Check out this graph, which funny enough occurred in September on the day the S&P melted down all morning, reversed in the afternoon and the market resumed the uptrend thereafter. 



The volatility of volatility is such a critical signpost for what the money flows are dictating. 


Actual vol is more associated with real money flows, while implied is the volatility priced into options, so it is more indicative of hedges and retail speculation. 


The Fed Is Playing By a Different Set of QE Rules


The Fed, being the Fed, can play games with the taper and it looks like they are basing it on their reporting of assets held on their balance sheet. 


The central bank reports those numbers weekly and they are good at masking their actual activity. However, the numbers show that they continue to be very supportive of the mortgage market.


Unless they are going to sell a bunch of mortgage bonds into the market today and tomorrow, they will report buying just as many securities this month as last. 


Here are the last three months of QE up to Friday …



This is the “real” money flow and as long as the Fed is pumping $120 billion-plus into the markets they will stay elevated. 


Bring It Home


In this environment, I continue to favor the old energy solutions that are demanded now but restricted from increased production because of the global net-zero policy. 
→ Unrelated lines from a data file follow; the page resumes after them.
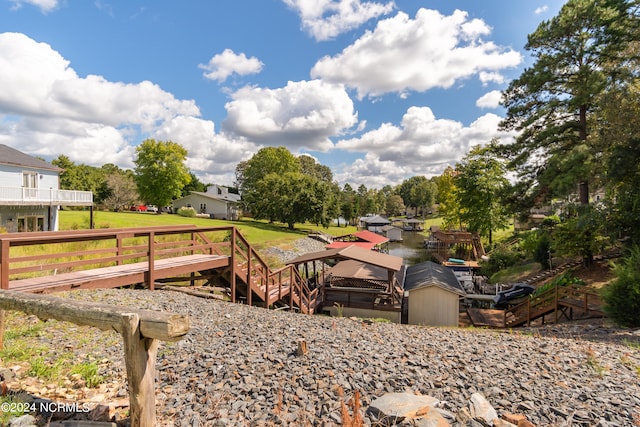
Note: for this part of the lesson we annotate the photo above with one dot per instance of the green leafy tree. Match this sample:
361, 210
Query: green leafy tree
160, 171
250, 174
480, 180
423, 195
622, 296
576, 58
194, 185
448, 202
122, 189
394, 205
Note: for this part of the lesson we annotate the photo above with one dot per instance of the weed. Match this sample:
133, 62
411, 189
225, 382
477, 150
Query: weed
42, 369
594, 363
19, 351
89, 373
339, 309
14, 408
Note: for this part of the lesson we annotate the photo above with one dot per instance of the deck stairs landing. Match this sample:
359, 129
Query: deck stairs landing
560, 301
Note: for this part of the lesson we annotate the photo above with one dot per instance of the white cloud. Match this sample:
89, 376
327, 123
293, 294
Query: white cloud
300, 115
404, 54
541, 9
490, 99
224, 64
48, 110
326, 19
421, 145
45, 6
212, 157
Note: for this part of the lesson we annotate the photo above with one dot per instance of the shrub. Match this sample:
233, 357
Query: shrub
187, 212
622, 296
499, 260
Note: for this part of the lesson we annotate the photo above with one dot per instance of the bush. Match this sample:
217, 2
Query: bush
499, 260
188, 212
622, 296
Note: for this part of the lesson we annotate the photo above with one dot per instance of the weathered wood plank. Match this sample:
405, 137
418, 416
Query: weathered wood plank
153, 324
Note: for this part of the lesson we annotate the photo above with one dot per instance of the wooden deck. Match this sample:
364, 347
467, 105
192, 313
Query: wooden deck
42, 262
119, 275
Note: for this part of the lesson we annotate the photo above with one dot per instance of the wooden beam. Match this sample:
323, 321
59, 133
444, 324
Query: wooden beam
153, 324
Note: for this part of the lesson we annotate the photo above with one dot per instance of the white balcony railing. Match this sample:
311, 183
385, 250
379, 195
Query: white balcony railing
42, 196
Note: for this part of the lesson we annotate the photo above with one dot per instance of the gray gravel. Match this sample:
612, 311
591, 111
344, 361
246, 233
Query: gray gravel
238, 366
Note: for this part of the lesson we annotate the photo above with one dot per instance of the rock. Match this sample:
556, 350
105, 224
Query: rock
23, 421
479, 407
395, 407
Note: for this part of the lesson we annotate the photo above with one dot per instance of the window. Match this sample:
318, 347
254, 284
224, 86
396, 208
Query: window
30, 183
31, 223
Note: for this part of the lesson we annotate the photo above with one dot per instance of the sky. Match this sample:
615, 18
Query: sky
379, 91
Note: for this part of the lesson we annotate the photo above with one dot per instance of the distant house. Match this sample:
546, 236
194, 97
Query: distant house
373, 223
393, 233
217, 202
30, 195
432, 294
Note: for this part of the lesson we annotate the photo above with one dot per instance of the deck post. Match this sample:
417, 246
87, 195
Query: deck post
4, 264
152, 255
140, 360
232, 262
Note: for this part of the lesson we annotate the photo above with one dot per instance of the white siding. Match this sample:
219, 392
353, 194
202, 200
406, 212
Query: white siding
433, 306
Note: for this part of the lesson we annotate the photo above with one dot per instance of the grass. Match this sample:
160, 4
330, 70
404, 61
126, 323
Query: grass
515, 273
259, 233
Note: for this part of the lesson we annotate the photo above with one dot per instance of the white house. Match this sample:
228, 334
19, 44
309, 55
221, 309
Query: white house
217, 202
30, 195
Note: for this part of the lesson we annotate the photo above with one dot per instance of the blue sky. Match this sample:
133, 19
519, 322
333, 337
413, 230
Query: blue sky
379, 91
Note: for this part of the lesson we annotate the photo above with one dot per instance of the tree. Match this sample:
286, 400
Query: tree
249, 174
160, 171
576, 59
448, 203
622, 297
194, 185
394, 205
479, 182
407, 192
423, 195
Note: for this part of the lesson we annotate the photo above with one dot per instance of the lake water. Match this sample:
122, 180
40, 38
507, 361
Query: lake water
411, 249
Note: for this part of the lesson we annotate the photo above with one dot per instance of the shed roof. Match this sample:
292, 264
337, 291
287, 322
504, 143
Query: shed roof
389, 262
358, 270
370, 236
377, 219
364, 245
429, 273
13, 157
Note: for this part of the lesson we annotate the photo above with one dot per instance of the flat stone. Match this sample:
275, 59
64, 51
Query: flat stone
398, 406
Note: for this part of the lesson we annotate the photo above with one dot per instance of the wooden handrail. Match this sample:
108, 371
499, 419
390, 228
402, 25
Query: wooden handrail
141, 332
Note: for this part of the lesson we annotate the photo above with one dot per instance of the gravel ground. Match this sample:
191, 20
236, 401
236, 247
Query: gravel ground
238, 366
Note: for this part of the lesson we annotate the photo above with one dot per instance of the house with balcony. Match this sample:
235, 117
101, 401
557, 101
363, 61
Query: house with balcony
30, 194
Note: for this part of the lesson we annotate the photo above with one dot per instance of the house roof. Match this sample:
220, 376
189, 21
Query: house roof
389, 262
375, 220
358, 270
370, 236
428, 274
13, 157
364, 245
228, 197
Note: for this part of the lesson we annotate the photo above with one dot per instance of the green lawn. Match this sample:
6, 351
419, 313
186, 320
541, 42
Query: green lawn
259, 233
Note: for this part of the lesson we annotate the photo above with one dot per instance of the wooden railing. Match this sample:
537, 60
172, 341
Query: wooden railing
269, 286
554, 300
141, 332
44, 254
49, 253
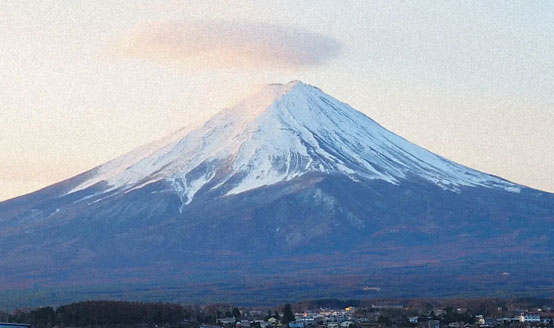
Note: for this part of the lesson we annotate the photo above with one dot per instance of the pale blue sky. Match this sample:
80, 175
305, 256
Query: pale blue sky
83, 82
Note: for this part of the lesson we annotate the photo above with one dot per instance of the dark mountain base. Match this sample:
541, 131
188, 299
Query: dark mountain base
316, 236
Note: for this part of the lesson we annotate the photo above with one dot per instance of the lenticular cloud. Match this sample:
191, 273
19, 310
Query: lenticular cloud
215, 44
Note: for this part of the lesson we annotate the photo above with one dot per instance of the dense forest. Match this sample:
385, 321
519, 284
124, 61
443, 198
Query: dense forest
139, 314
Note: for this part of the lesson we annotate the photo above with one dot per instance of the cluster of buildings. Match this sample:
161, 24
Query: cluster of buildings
394, 316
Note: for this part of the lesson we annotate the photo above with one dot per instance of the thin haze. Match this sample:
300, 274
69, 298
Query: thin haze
83, 82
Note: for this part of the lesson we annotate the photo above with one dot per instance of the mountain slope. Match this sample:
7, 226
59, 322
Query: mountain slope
278, 134
289, 187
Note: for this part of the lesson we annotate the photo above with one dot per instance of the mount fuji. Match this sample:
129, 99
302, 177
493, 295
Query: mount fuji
289, 194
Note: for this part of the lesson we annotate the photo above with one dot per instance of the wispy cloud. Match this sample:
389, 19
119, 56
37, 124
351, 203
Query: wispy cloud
224, 44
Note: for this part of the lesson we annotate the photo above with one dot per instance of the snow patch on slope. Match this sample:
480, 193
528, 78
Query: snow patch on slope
280, 133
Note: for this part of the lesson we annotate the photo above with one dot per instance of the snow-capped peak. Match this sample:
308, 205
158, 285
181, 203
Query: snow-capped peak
282, 132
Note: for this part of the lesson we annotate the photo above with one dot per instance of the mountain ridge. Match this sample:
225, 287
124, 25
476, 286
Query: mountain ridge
301, 188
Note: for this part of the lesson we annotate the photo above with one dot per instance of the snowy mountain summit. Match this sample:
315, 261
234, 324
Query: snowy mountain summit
290, 192
282, 132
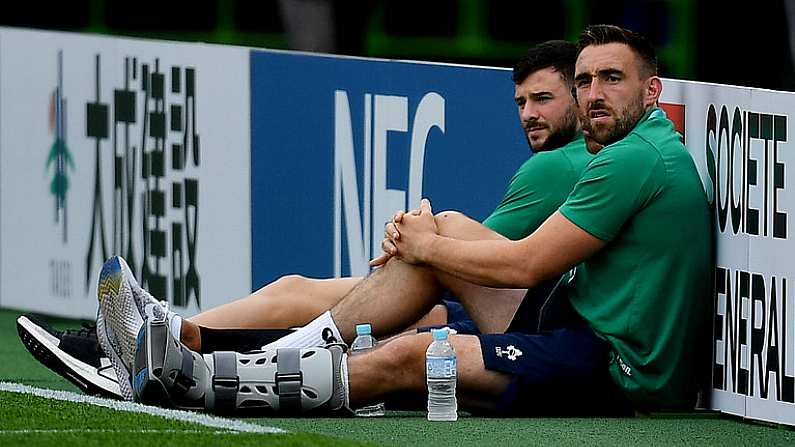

I had a quick flip on Monday on the Chicago Mercantile Exchange crude oil futures.


I bought a call spread on Friday and I haven’t traded futures much, but I thought they offered the best exposure. I unwound the one-day trade for a 20% return and l am ooking at a couple of coal stocks to carry into Q1 ‘22. 


I also continue to add to my natural resource miners portfolio on pullbacks. I don’t think we will see a big move unless we get an external event … like an announcement from President Biden appointing dovish Fed replacements for the three “empty” seats. 


I would rather add more at lower prices for now because I am confident in the Fed’s intentions and how they will get us there.